The Pragmatic Sanction of 1713 was an edict issued by Emperor Charles VI to ensure that the Habsburg hereditary possessions, which included Austria, Hungary, Croatia, Bohemia, and parts of Italy and the Netherlands, could be inherited by a daughter. This was important because Charles had no male heirs, and previous agreements favored his brother Joseph I’s daughters for succession. The Mutual Pact of Succession of 1703 had originally granted succession rights to the daughters of Joseph and Charles but favored Joseph’s daughters over Charles’s.
Charles amended this by issuing the Pragmatic Sanction, which prioritized his own future daughters over his nieces. This edict, however, did not apply to the office of Holy Roman Emperor, which remained an elective position. For a decade, Charles worked to secure recognition of the sanction from European powers and his own hereditary territories. Although most major European powers accepted it, some Habsburg territories, including Hungary and Bohemia, did not initially agree.
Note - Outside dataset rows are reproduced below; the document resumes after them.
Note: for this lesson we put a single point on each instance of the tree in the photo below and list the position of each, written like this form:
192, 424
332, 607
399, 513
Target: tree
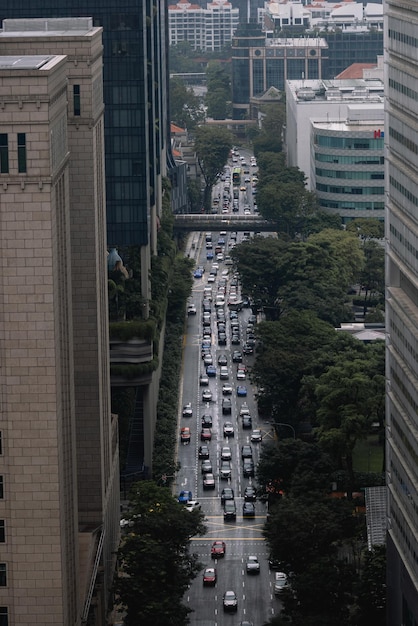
185, 107
156, 566
212, 148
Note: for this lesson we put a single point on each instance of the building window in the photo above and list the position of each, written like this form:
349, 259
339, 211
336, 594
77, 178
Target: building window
3, 575
4, 616
21, 152
4, 154
76, 100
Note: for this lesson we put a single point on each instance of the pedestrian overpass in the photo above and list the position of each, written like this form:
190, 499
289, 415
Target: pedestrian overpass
246, 223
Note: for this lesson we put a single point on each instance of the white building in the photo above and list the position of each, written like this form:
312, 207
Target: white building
207, 29
334, 134
401, 222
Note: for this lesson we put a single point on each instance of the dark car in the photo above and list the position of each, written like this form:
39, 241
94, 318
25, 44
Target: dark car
227, 494
206, 421
230, 510
226, 406
203, 452
230, 602
248, 509
248, 468
250, 494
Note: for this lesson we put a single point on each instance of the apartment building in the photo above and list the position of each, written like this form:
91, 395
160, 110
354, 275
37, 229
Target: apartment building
59, 462
401, 24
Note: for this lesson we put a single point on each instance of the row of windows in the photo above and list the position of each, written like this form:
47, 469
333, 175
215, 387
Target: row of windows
362, 175
357, 206
403, 89
357, 191
402, 239
403, 38
349, 143
405, 141
349, 160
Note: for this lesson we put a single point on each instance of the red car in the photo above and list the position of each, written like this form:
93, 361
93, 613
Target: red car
206, 434
218, 549
209, 577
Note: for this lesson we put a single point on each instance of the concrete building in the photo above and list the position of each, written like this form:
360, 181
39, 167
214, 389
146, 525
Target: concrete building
206, 29
335, 134
59, 462
401, 24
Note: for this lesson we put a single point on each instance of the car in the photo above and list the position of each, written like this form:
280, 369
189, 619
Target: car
222, 359
256, 435
244, 410
203, 380
205, 434
226, 453
185, 496
185, 435
209, 481
218, 549
207, 420
206, 467
193, 505
250, 494
248, 509
227, 494
252, 565
209, 577
207, 395
236, 356
230, 602
225, 470
280, 583
203, 452
187, 410
223, 372
208, 359
226, 406
227, 389
230, 510
248, 468
211, 371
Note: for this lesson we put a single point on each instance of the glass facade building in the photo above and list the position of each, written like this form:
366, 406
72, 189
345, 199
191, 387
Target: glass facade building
135, 95
401, 61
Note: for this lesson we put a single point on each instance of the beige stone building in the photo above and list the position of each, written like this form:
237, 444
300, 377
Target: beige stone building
59, 466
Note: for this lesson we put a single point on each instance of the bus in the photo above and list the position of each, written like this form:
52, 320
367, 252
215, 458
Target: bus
236, 176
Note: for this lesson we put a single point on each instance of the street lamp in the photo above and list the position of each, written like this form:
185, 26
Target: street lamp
287, 426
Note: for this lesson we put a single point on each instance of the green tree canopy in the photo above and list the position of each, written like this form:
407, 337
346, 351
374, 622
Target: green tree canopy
156, 565
212, 148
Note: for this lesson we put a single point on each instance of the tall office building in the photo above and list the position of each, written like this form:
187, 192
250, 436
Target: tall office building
401, 132
59, 463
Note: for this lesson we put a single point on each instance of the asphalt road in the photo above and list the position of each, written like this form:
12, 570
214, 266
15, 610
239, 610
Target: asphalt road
243, 537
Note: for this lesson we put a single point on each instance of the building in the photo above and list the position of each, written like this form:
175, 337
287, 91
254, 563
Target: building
401, 23
206, 29
335, 135
59, 460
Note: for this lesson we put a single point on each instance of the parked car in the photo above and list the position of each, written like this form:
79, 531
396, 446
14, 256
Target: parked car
230, 602
208, 481
185, 435
209, 577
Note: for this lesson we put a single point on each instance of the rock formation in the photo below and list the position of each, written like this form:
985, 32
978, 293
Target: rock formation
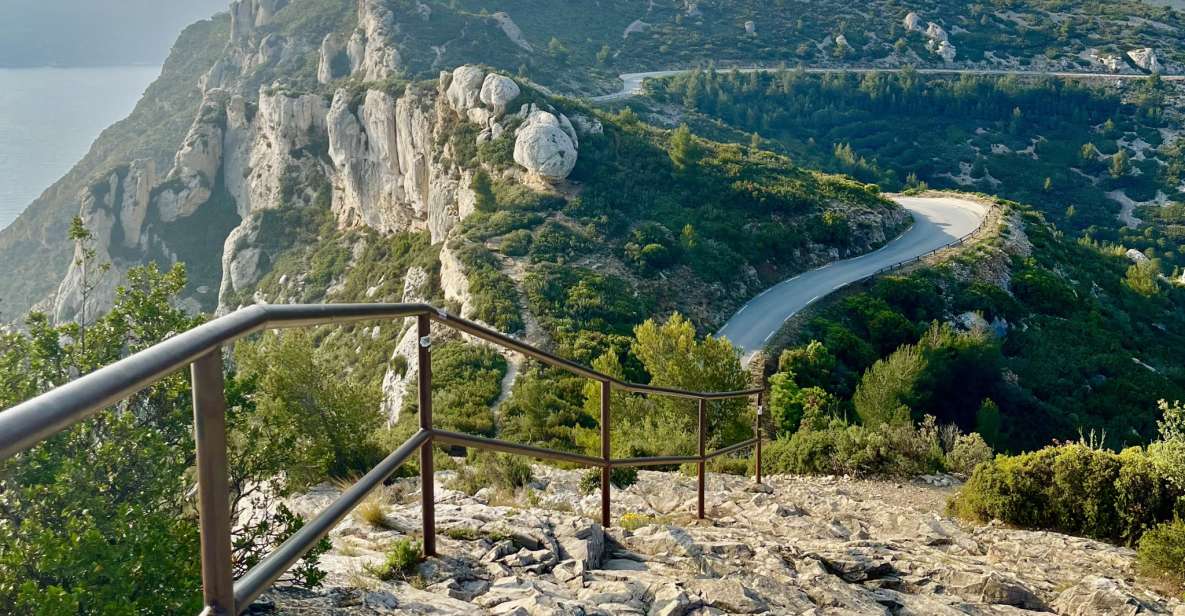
939, 43
1145, 58
383, 160
544, 148
798, 545
512, 31
371, 50
913, 21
After Charles’s death in 1740, his daughter Maria Theresa inherited his lands, but her claims were contested by Prussia and Bavaria, sparking the War of the Austrian Succession. During the war, Austria lost Silesia to Prussia and other territories. The war ended with the Treaty of Aix-la-Chapelle in 1748, which recognized Maria Theresa’s rule over the Habsburg lands. However, the Holy Roman Emperor title was held by her husband, Francis I, after his election in 1745.